Longer maternity leaves are likely to produce health benefits (Staehelin, 2007; Calnen, 2007). And yet, as we have discussed in detail in Chapter 4, many physicians either do not qualify for or cannot afford to take unpaid leave as guaranteed by the Family and Medical Leave Act (FMLA).
In Canada, parental leave was greatly expanded in 2000 from ten weeks to thirty-five weeks, divided as desired between two parents. This is in addition to fifteen weeks maternity leave, giving a total eligible period of fifty weeks paid leave for a mother. Maternity and parental leave is paid for by the Employment Insurance system. As of 2007, the US is one of only five nations in the world that does not have a national paid maternity leave policy. The other four are Lesotho, Liberia, Swaziland, and Papua New Guinea (Heymann, 2007).

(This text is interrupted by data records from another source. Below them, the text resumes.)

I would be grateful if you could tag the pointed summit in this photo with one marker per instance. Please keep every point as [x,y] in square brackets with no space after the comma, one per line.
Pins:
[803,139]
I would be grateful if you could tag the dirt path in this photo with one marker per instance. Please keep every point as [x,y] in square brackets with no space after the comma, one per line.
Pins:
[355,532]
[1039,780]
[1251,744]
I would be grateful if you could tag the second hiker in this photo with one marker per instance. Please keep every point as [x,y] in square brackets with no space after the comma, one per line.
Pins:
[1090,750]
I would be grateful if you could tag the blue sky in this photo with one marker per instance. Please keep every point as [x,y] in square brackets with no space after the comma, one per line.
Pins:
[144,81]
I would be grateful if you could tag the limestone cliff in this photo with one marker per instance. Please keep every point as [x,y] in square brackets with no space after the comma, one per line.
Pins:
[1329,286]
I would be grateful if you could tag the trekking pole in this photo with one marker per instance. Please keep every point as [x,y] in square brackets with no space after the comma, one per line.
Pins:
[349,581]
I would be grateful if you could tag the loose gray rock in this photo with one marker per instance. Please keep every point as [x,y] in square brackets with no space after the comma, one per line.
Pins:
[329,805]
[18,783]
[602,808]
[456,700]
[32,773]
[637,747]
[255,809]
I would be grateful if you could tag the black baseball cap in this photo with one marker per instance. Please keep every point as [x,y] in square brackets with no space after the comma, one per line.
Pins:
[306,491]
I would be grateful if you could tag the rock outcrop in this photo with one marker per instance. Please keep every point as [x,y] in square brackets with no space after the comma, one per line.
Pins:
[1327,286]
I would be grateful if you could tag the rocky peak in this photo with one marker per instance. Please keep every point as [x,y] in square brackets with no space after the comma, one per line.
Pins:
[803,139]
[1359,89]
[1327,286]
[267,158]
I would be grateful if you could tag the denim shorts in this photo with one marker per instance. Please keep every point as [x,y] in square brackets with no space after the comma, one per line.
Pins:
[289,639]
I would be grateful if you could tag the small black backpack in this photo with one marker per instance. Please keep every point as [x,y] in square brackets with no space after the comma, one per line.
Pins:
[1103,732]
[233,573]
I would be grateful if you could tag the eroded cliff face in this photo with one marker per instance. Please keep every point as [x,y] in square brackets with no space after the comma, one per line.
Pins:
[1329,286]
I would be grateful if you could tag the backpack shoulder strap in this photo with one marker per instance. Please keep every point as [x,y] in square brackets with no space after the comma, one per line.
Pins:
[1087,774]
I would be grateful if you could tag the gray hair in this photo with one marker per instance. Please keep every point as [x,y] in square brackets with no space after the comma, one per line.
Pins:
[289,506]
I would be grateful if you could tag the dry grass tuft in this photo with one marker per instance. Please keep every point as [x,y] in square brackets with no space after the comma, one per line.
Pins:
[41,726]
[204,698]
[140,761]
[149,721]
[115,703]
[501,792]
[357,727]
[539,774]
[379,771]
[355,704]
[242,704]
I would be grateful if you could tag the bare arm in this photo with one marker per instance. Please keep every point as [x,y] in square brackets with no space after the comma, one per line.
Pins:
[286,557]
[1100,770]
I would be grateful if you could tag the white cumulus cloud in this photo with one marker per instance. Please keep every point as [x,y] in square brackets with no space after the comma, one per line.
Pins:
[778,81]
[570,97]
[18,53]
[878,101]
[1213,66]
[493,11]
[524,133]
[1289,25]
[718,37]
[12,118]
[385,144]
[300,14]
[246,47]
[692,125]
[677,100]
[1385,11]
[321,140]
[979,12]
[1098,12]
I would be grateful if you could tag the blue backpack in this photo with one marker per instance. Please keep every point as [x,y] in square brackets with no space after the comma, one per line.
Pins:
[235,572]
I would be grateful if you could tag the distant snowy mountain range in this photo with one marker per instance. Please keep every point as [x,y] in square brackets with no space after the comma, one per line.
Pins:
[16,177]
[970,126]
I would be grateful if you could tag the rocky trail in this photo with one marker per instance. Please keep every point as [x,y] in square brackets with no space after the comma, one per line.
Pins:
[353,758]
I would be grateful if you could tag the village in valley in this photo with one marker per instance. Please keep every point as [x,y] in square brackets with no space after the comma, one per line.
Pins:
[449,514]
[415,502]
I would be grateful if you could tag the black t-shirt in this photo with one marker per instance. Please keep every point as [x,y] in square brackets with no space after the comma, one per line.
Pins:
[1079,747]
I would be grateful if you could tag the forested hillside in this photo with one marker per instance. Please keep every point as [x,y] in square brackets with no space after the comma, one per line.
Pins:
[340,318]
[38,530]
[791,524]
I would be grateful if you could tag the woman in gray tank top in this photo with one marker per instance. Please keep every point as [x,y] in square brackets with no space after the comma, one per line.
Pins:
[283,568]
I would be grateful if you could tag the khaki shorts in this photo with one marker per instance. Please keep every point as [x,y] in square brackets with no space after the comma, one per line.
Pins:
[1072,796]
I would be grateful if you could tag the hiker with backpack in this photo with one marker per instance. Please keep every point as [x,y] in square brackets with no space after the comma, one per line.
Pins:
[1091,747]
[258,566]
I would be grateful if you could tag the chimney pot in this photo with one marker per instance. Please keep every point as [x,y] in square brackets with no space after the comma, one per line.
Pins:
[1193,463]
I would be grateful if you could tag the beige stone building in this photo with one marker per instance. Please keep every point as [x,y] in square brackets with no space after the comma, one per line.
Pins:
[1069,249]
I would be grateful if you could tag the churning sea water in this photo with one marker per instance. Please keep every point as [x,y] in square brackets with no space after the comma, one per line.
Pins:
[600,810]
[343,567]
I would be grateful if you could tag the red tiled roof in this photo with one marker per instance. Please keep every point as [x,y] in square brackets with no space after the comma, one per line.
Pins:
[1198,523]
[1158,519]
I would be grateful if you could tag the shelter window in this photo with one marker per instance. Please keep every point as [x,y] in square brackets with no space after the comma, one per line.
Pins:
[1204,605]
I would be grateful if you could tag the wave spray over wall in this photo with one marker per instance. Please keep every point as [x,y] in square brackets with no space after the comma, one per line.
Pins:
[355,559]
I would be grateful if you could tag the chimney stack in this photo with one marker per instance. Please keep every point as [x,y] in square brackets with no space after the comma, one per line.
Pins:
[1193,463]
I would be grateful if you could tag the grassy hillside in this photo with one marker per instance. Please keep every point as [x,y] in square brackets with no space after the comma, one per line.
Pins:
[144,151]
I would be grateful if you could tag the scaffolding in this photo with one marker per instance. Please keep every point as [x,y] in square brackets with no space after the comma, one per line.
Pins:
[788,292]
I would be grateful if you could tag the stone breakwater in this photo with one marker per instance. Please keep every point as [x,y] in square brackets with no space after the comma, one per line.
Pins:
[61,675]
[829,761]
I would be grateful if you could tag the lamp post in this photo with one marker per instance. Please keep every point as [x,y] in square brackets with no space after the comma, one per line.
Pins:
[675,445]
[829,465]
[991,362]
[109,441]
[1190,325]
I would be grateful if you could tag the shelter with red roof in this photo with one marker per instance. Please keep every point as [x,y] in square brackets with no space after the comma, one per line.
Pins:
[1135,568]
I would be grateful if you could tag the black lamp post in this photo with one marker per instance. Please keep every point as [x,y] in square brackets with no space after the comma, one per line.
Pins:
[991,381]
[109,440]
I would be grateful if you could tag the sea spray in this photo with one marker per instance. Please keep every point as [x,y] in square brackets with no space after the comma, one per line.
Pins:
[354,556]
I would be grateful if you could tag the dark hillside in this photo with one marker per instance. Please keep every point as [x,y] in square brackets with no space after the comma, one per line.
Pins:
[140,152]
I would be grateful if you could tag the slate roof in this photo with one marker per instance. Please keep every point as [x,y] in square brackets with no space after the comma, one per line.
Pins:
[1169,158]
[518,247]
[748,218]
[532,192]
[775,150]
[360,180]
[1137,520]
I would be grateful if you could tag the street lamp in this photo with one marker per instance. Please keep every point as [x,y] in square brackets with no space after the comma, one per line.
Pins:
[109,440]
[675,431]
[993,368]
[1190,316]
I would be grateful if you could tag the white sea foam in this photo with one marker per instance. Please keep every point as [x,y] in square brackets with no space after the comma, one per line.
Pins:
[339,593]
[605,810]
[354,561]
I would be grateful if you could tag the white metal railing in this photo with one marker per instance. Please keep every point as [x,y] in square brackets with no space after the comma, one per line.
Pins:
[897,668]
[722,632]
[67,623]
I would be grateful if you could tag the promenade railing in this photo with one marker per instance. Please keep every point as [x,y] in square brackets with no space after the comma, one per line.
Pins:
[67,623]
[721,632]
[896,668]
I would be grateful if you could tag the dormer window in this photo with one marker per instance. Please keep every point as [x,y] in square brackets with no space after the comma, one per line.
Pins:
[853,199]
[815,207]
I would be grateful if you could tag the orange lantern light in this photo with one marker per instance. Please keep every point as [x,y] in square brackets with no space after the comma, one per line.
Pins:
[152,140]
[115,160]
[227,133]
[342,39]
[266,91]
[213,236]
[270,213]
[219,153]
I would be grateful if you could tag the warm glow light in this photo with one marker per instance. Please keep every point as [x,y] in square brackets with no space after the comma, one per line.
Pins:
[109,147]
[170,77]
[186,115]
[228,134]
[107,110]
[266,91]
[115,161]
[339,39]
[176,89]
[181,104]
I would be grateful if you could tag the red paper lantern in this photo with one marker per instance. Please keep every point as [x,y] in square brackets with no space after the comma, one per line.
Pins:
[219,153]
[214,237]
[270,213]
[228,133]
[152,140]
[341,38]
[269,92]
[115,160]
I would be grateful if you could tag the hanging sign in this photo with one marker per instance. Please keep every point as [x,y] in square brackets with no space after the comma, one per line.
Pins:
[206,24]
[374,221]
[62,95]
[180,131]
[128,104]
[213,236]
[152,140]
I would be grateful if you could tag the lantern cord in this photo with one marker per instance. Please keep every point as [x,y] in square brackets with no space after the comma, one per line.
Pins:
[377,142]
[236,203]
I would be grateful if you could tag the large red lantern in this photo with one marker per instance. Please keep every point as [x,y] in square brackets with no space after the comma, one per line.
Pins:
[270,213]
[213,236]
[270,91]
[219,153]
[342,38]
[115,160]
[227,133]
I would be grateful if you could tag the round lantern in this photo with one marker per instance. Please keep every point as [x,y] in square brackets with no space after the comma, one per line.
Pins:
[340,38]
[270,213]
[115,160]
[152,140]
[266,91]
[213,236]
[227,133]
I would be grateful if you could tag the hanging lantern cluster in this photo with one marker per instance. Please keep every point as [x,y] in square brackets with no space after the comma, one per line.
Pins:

One organization supporting paid maternity leave in the US is Moms Rising (www.momsrising.org). The Center for Law and Social Policy is also a leader in the campaign for national paid leave policy and publishes often on the subject (http://www.clasp.org). Additional information about family leave policies and movements within the US is available at PaidFamilyLeave.org.
Women having children need more information, communication, choices, and flexibility than most employment situations currently provide. Depending on the demographics of the doctors in your group and the general climate of your organization, you could consider lobbying for a uniform maternity leave policy/package if it does not yet exist. Include your supervisor and all physicians of reproductive age, both women and men, in the process. A basic template would save everyone work in the long run and cut down on the “special deal” aspect of the process. Instead of it being a “crisis” each time a woman physician has a child, preparing for that likelihood fosters a more sympathetic work environment for other physician-mothers. The policy template could include scheduled time off; coverage for clinical, educational, research, and administrative responsibilities; and scheduled time before complete return.